Court Opinion

ID: 3510278
Source: CourtListenerOpinion
Date Created: 2016-07-05 22:20:56.719526+00
Date Added: 2024-06-11T09:21:36.836937
License: Public Domain

I concur in the result. Taking the view of the facts most favorable to plaintiff, the emergency may have required additional assistance, and Miller's authority to procure it might be implied. Haluptzok v. G. N. Ry. Co. 55 Minn. 446,57 N.W. 144, 26 L.R.A. 739; *Page 424 
Hollidge v. Duncan, 199 Mass. 121, 85 N.E. 186,17 L.R.A.(N.S.) 982. The fact of Miller's agency for defendants being unquestioned, I think it was a fair question for the jury whether it was within the scope of his authority, which must be largely implied from the circumstances, to enlist the aid of Block in the recovery of the missing car. An affirmative answer to that question is implicit in the verdict. To me it seems to have a reasonable basis in the evidence.
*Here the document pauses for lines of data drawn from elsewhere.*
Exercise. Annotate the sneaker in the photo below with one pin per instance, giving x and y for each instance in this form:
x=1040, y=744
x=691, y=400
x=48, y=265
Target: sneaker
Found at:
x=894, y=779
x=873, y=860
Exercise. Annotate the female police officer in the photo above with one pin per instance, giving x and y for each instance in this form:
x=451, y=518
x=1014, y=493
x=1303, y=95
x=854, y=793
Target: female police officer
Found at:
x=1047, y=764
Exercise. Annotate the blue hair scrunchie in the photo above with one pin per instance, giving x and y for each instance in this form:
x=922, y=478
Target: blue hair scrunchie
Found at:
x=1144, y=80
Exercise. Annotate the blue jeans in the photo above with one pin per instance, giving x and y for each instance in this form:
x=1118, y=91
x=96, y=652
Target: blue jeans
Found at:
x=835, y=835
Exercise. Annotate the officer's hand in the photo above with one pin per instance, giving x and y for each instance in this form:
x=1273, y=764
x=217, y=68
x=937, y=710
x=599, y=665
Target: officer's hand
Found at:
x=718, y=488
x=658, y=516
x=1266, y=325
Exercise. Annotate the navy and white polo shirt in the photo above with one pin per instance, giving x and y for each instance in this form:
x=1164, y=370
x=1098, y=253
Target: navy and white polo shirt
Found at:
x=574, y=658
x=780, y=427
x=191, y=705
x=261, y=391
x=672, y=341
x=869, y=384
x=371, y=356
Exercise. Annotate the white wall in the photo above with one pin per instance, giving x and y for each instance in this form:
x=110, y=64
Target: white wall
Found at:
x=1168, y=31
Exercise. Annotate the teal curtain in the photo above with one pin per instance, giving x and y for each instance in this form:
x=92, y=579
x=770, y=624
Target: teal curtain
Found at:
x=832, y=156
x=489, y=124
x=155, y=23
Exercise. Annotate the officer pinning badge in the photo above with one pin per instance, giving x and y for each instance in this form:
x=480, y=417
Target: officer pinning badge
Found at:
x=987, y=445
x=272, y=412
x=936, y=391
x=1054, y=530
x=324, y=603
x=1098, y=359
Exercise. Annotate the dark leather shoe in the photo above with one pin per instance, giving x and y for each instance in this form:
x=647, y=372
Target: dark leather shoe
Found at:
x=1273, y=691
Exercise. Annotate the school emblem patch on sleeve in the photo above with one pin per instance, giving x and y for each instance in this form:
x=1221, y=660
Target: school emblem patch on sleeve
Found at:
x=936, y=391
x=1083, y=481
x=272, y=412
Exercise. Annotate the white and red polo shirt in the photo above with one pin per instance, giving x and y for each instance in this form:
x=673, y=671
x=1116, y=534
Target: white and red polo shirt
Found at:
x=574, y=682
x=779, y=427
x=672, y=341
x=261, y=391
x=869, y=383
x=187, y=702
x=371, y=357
There remains the question whether Block was acting within his authority in pursuing the missing car. The mission of both Miller and Block being the recovery of that car, it cannot reasonably be supposed that either would not have pursued it on sight if pursuit appeared necessary to the accomplishment of their mission. Assuming for Block the authority attributed to him by the jury, he would have been derelict in his duty had he not taken prompt and energetic steps to recover the property of defendants which he was employed to retrieve, its repossession being his pressing and only mission of the moment.